He warned them that they could not continue to vote for the GOP and maintain their relationship with him.

Ryan Short, 42, of Seattle, sent the email to his family, who reside in Dallas, Texas, following a conversation with his dad, Richard, an 80-year-old war veteran who votes Republican. 

“We were just having one of our random catch-ups and he just casually said, ‘I’m still Republican,'” Short told Insider.

Short asked if his dad still supported the party despite its recent rhetoric against LGBTQ people, to which his father responded, “Yes.”

The exchange prompted Short to pen an email to dozens of family members asking them to stop voting for the GOP as a show of support for him and his other queer family members.

“Hear me clearly — you cannot vote for the GOP and continue to have a relationship with me,” Short said in the email. “No exceptions.
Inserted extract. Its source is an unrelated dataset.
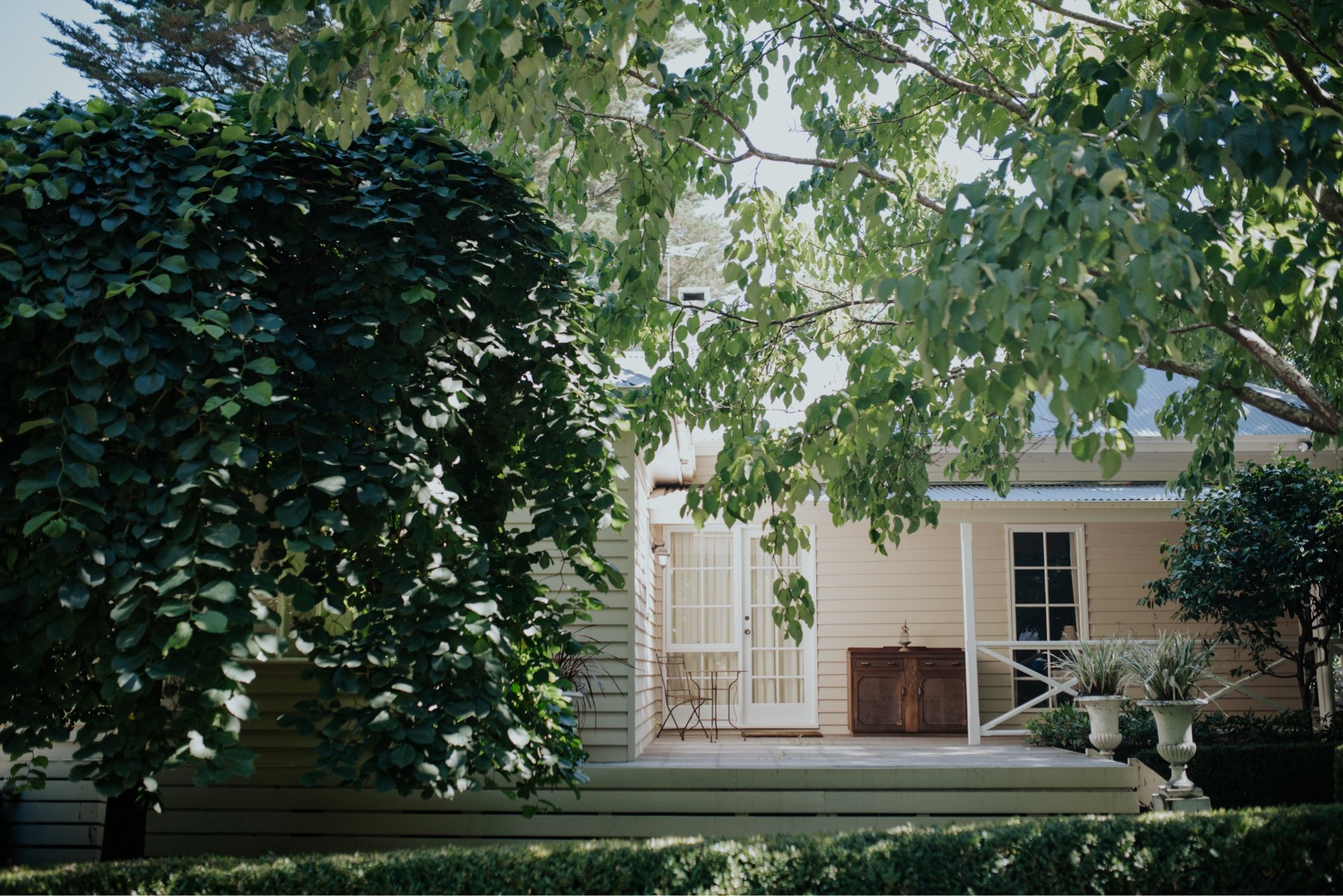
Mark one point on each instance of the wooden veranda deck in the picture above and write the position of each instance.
(724, 789)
I am inviting no dialogue, and I have no interest in nuance.”

He posted a screenshot of the email Twitter and included screenshots of a text conversation with a family member who responded negatively to the ultimatum. “My letter. Sent with prideful power,” Short captioned the tweet.

The post has since earned more than 15,000 likes and has been retweeted more than 3,000 times.

Short, who describes himself as “middle-aged,” issued the ultimatum because he didn’t want to expend energy on maintaining relationships with people who vote for a party that embraces an anti-LGBTQ platform, or “waste any more time on things that aren’t bringing light to my life.”

“The safety and peace of me, my husband, and my community is baseline, non-negotiable, and unrelated to politics,” Short wrote in the letter. “To vote GOP is to divide the family.”

Twitter users were divided over Short’s approach to his family. Some supported him, saying he was right to force his family to make a choice.

“Thank you for posting so others can use your experience as a resource,” L.A.-based actress Sarah Greyson tweeted. “I’m sorry you had to say it, but it needed to be said!”

“Good for you, my friend! I hope this inspires many others to do the same,” wrote another supporter.

But others said he went too far, and accused him of being immature and manipulative.  

“Wow. This is pitiful, manipulative, narcissistic, and borderline abusive to your parents. You should be embarrassed of yourself,” wrote one commenter. “Do you know how many gay men are disowned by their parents just for being gay and you’re giving ultimatums to your parents — who evidently love and accept you — because of how they VOTE? Absolutely pathetic behavior. Not healthy. Definitely not cool or noble.”

Another commenter agreed, noting that they had taken a similar approach with their own family.

“I didn’t talk to my dad for 2 years over something as trivial as politics, too,” that user wrote. “Reconcile your differences through engaging discourse and don’t make the same mistake I made. Life is entirely too short.”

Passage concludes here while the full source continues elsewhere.